= Wreck of the Surat =

1874 shipwreck in New Zealand

The three-masted ship Surat wrecked on New Year's Day 1874. It was a major event in the early history of New Zealand's Otago Region.

The Surat, a 1,000 ton iron vessel, was under charter to the New Zealand Shipping Company and was carrying emigrants and their belongings from Gravesend, England to Dunedin, New Zealand. She left Gravesend on 28 September 1873, with a crew of 37 under the command of Captain Johnson, carrying 271 passengers and 980 tons of cargo, among it railway iron and equipment for a woollen factory. It was not the Surats first trip to New Zealand; she had previously carried British emigrants several occasions since the mid 1860s.

==Wreck in the Catlins==
The majority of the voyage was uneventful, and the ship rounded the southern end of New Zealand's South Island on the last day of the year. At just before 10 p.m., under the command of her second mate, the ship hit a rock, raking her hull before drifting clear. The exact location of this incident is unknown, but it was certainly along the southern part of the Catlins coast, and probably close to Chasland's Mistake. A check at the time found that the hull was sound and there was no leak. During the night, however, a weakened section of hull broke through, and the pumps had to be manned.

At daylight, the steamer Wanganui was sighted and offered help, but Captain Johnson — according to many accounts in a state of heavy intoxication — made it clear in no uncertain terms that help was not needed. Several of the passengers protested and attempted to contact the Wanganui, but Johnson produced a revolver and threatened to shoot anyone defying his command. The captain did respond in part to the passengers' fears, anchoring the ship in Jack's Bay and allowing passengers to land. About half the passengers were landed before it was discovered that the ship was in danger of foundering. At this point, the anchor was raised and the Surat continued north to the mouth of the Catlins River, where she was deliberately beached in the sandy bay now called Surat Bay and formerly known as Forsyth's Bay. All the remaining passengers and crew landed safely, with the help of the Port Molyneux harbourmaster, Captain C. E. Hayward,

==Aftermath==
Once news of the wreck reached Dunedin, the harbourmaster at the city's port, Port Chalmers, enlisted the help of a French warship, the Vire, which was anchored at the port. Under the command of its captain, Jacquemart, the ship travelled south to the scene of the wreck. With the help of the steamer Wallabi (or Wallabie), which had arrived from Bluff, the Surats passengers were safely delivered to Dunedin.
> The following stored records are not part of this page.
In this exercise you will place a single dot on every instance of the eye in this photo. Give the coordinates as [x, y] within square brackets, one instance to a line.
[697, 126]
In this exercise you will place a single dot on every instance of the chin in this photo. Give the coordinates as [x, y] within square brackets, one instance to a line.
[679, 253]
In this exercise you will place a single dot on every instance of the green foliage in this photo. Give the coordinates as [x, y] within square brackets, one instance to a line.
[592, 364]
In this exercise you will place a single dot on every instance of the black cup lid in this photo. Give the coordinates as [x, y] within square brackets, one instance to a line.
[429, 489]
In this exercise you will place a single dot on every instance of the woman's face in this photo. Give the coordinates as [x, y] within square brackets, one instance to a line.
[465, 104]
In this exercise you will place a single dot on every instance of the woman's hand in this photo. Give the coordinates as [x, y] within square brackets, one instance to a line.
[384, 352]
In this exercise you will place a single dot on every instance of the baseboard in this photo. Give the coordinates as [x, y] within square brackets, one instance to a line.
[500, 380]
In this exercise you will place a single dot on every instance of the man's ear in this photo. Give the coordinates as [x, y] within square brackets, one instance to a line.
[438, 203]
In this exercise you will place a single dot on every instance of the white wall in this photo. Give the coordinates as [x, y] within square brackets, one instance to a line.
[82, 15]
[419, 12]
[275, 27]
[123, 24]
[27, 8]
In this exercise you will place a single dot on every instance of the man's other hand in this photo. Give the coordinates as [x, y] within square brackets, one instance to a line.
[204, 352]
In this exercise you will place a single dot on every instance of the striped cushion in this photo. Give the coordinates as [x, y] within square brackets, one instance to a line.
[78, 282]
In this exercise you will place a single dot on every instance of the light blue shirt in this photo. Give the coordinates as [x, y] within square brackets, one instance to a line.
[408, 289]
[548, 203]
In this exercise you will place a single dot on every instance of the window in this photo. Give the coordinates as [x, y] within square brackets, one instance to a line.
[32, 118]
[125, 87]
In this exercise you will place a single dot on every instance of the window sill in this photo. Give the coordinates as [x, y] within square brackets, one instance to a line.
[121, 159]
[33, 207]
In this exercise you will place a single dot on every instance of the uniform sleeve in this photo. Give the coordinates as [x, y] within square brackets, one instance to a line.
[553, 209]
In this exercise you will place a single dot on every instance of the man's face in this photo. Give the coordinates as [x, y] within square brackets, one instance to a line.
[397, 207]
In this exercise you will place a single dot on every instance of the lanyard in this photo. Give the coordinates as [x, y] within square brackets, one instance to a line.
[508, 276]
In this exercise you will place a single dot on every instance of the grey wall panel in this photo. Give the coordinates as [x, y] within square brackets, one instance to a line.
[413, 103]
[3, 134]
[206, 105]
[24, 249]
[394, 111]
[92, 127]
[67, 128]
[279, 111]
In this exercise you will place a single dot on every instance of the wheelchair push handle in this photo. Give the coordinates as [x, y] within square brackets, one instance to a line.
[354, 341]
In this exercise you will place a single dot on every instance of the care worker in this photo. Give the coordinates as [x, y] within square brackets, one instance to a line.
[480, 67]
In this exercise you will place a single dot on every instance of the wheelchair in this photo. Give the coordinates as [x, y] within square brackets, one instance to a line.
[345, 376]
All of the emigrants' belongings were left in the watery hulk, as was the ship's other cargo. The ship's wreck — including its cargo — was later sold at auction, but by that time, the settlers' possessions were damaged beyond repair, and they had to rely on an emergency fund set up by the residents of Dunedin. The ship's carved figurehead later became the property of Dunedin's Toitu Otago Settlers Museum.

The inquiry into the wreck held that Captain Johnson and his officers were accountable for the wreck. Both the Captain and second mate had their certificates cancelled, and Johnson was further sentenced to two months' imprisonment.